In using a dictionary tagger, some rows have multiple tags. In my case, most of the time, only the last two tags are necessary to continue with my workflow. Too many tags will confuse the nodes downstream. Thus, I'd like to know if someone has made a way to retain only the last two tags after using dictionary tagger.
Thanks for the help. I'm really stumped on this one. I'm also new to text processing so I'm sure I missed out something.
there is the Tag Stripper node that removes all tags, but I think this is not want you are looking for. Removing only the last two tags is not possible. Why do you use the Dictionary Tagger node if you want to remove the tags anyway? What about skipping the tagger nodes?

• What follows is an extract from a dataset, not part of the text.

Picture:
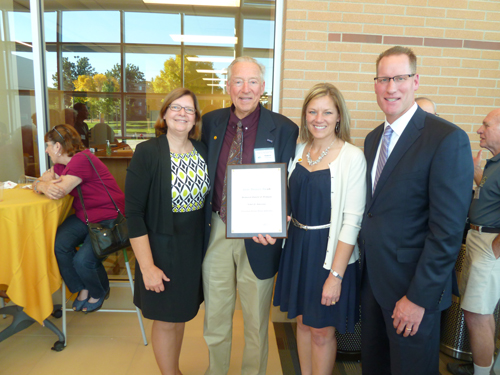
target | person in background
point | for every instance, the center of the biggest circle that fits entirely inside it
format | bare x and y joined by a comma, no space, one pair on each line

It's just that the last two tags tend to be the more "correct" tags or the most useful for my case. The rest of the tags will just be noise.
The closest example I could imagine is in processing residential address data. When you want to get the top-level administrative levels like county or state, only the last two tags will matter. An address like "731 Lexington, New York City, New York" might be tagged as "Lexington New York New York", with a dictionary of counties and states. Yet, in this case, I only need "New York New York", because the "Lexington" tag will point me to a city in Kentucky.
I know that I "can" have cleaner data but it will not always be the case since the address field and the users are not under my control. I'm just tasked to use the data and get the most I can from the dirty input.